Scenario · Replication & WAL

Read replica stale reads

A sandboxed PostgreSQL incident — investigate with your own tools, submit a fix, and get deterministic Detect / Fix / Trap scoring.

L2 · 10–15 min · runs locally in Docker

Launch

Start this scenario

Boot it in a real PostgreSQL sandbox and investigate with psql, EXPLAIN and pg_stat_statements.

ride postgres start stage-04/03-read-replica-stale-reads

Part of these paths

Replication & WAL

Show the postmortem & investigation hints spoilers

Read replica stale reads
Type: incident simulation · Topic: Replication & WAL · Level: L2 · Duration: 10–15 min
Launch: ride postgres start stage-04/03-read-replica-stale-reads

POSTMORTEM (root cause · how it was found · the fix · lesson)
Root cause: the application wrote to the primary and immediately read from the
replica, but WAL replay on the replica was lagging, so the read returned an
older snapshot.
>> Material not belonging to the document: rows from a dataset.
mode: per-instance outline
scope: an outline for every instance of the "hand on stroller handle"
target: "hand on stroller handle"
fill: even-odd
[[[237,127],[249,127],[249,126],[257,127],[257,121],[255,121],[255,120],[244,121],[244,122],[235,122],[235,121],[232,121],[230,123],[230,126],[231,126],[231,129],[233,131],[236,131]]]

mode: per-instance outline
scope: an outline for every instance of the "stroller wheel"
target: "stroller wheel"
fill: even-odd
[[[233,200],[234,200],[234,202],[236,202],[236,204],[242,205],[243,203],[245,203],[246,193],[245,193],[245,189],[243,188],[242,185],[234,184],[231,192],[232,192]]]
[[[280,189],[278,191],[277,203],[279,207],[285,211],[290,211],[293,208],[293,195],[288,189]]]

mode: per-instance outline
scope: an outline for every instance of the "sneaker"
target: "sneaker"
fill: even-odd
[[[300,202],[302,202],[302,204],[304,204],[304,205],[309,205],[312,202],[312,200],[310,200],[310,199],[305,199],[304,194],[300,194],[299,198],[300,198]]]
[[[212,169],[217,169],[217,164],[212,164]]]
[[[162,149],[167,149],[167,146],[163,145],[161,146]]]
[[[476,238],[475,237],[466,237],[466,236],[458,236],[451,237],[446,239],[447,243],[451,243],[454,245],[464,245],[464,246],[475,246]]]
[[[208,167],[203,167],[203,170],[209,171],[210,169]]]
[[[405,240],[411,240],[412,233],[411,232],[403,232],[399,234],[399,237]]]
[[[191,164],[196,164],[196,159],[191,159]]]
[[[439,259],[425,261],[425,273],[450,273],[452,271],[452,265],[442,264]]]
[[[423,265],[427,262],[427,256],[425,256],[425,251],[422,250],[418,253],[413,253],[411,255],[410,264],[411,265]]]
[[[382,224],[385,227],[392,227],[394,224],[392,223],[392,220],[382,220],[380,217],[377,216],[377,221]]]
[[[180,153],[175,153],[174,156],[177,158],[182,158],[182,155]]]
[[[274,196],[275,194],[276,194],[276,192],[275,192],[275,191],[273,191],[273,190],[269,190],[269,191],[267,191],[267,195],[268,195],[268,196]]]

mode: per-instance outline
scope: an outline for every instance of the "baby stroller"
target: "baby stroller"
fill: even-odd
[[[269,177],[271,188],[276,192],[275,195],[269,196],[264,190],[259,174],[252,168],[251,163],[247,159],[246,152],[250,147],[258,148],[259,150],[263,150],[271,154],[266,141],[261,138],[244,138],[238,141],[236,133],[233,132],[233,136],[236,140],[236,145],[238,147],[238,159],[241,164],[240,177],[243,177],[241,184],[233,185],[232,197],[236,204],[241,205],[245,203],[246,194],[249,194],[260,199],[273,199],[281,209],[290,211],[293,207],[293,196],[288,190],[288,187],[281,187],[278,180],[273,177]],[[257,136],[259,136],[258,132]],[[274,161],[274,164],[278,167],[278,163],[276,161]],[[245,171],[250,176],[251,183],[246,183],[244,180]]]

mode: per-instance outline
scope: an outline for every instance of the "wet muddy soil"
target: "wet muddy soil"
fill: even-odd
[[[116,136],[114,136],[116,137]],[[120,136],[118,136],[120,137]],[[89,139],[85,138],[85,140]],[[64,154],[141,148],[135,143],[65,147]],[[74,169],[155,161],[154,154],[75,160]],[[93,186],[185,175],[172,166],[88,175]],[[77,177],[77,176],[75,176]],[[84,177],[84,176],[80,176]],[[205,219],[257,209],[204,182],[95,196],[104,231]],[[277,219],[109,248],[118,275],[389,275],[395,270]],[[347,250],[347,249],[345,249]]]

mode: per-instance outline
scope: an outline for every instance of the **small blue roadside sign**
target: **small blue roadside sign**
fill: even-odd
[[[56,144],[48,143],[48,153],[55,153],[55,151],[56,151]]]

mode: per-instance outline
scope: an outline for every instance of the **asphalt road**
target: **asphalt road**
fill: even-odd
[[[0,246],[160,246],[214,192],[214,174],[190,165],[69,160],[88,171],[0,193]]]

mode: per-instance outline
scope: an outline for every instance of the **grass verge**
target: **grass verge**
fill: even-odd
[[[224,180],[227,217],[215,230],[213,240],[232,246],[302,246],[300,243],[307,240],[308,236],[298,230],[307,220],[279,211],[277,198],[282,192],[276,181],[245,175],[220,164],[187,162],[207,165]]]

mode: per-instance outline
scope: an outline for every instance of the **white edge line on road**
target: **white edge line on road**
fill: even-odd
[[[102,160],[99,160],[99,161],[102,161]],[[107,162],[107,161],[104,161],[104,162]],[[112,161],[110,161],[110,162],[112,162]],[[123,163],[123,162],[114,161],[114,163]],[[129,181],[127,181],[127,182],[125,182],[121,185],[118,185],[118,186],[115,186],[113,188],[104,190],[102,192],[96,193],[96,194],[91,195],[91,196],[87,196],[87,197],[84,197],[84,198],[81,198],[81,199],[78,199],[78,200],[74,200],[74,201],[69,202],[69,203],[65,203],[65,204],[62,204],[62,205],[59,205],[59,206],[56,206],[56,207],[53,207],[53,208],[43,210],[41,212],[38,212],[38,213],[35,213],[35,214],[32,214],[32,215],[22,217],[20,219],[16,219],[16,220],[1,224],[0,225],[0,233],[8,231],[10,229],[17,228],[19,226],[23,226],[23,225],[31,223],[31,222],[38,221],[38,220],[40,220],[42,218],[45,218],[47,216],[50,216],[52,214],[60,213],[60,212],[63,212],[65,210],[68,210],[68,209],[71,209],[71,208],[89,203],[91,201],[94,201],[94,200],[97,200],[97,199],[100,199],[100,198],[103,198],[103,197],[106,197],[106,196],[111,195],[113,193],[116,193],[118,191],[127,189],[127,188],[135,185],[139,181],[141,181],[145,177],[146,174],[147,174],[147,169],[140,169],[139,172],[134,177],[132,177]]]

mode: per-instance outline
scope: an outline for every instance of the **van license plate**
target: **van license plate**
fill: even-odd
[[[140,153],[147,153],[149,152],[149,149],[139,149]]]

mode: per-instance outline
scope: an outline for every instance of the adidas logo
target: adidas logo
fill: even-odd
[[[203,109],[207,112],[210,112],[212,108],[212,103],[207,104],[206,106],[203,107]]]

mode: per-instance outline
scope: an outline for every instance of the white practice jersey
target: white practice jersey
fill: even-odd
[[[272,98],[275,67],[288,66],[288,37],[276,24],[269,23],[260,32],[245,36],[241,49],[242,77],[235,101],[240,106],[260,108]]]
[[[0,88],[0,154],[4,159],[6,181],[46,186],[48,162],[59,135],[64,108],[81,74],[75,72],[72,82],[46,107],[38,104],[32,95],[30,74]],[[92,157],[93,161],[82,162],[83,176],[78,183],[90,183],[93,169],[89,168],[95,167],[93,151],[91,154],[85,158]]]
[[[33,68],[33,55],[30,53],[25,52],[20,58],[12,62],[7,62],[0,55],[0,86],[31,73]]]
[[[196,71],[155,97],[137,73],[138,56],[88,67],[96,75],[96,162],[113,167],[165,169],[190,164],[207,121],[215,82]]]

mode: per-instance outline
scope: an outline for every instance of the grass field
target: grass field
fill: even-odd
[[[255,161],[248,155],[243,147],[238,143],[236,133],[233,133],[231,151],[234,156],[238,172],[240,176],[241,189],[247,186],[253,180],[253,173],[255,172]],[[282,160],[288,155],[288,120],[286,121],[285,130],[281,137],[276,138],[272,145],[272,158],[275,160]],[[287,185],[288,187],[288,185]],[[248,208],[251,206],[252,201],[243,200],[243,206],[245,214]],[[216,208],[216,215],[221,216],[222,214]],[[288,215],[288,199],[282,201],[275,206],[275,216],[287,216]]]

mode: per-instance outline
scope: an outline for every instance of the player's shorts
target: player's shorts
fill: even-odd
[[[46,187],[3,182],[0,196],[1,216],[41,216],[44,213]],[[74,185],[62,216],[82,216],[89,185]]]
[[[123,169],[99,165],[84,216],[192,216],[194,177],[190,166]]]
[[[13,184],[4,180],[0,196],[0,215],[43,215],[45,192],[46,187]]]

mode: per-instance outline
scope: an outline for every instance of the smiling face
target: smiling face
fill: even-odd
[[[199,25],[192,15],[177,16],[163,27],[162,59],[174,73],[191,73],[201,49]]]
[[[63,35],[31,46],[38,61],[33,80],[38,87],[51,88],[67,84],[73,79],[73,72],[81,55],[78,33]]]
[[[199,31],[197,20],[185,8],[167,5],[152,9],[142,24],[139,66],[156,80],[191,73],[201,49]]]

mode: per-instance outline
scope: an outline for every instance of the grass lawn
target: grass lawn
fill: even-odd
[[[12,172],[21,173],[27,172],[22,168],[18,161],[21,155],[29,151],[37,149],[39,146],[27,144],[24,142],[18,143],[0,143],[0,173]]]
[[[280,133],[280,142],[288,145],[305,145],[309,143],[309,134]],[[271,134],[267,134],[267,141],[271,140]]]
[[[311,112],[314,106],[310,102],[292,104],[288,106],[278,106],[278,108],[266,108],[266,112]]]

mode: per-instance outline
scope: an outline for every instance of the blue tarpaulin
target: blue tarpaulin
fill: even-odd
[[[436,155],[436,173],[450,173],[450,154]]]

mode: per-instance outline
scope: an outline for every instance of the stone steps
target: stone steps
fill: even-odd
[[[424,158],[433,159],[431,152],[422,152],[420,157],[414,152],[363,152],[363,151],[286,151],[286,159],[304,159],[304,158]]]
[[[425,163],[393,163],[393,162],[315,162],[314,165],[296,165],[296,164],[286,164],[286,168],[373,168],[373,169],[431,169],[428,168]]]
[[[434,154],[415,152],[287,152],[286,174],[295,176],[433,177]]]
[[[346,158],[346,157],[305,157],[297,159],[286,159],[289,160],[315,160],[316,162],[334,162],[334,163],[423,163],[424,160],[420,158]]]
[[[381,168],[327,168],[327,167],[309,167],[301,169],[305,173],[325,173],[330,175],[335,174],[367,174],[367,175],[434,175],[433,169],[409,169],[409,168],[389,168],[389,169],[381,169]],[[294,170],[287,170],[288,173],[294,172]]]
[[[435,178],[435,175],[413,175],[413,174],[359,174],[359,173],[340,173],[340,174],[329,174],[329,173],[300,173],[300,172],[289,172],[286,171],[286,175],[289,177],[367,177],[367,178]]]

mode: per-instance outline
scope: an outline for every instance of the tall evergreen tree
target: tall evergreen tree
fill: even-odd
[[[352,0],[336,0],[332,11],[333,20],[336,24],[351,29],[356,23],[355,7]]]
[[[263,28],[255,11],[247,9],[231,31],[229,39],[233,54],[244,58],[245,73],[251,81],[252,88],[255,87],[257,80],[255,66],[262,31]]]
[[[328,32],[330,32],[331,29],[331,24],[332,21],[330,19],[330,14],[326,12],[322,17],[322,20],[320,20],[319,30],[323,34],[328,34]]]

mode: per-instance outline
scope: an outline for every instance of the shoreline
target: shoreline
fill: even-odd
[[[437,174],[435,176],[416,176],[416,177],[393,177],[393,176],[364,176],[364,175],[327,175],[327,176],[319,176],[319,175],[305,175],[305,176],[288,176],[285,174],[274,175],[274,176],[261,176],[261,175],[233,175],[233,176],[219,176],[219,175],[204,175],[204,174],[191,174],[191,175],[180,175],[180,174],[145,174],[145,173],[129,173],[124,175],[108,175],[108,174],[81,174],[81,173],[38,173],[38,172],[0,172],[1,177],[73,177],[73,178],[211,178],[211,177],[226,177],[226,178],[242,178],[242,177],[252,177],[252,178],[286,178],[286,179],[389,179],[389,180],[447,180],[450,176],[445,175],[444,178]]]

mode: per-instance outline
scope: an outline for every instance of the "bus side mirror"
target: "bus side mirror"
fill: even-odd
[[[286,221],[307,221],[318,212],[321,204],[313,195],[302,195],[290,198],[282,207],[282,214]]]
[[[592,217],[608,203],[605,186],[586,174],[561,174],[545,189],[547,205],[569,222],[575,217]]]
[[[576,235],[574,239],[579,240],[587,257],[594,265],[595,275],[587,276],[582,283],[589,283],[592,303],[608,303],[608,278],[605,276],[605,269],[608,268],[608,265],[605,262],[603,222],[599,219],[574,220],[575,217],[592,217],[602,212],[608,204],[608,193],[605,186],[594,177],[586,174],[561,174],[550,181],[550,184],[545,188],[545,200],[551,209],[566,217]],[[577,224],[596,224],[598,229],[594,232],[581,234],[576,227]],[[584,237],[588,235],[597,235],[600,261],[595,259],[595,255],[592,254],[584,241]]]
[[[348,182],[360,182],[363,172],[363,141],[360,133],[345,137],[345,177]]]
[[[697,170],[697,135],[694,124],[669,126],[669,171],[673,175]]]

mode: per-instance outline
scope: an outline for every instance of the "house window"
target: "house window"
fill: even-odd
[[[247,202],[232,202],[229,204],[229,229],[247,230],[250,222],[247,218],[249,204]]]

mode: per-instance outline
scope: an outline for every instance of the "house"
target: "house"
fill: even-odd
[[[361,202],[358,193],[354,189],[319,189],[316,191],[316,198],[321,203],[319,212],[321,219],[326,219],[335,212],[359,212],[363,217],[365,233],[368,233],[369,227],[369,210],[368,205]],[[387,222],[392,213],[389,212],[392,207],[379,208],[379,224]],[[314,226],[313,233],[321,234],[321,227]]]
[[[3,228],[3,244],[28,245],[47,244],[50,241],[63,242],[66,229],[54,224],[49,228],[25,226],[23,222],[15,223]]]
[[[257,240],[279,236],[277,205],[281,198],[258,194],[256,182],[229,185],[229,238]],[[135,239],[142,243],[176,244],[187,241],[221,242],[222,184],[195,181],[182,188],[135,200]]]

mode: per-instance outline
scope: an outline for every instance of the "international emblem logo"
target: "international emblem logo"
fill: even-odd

The data was never wrong — the replica just hadn't applied the
latest WAL yet. This is read-after-write consistency under replication lag, not
a transaction-isolation or query problem.

How it was found: the primary's pg_current_wal_lsn was well ahead of the
replica's pg_last_wal_replay_lsn, and a row count on the replica trailed the
primary while replay was stalled.

The mitigation: resume replay so the replica catches up; the read then returned
current data.

Lesson: route read-after-write to the primary (or wait for the replica's
replay_lsn to reach the write's LSN) for consistency-sensitive reads. Don't
write to a read-only replica and don't treat stale reads as an isolation or
indexing issue.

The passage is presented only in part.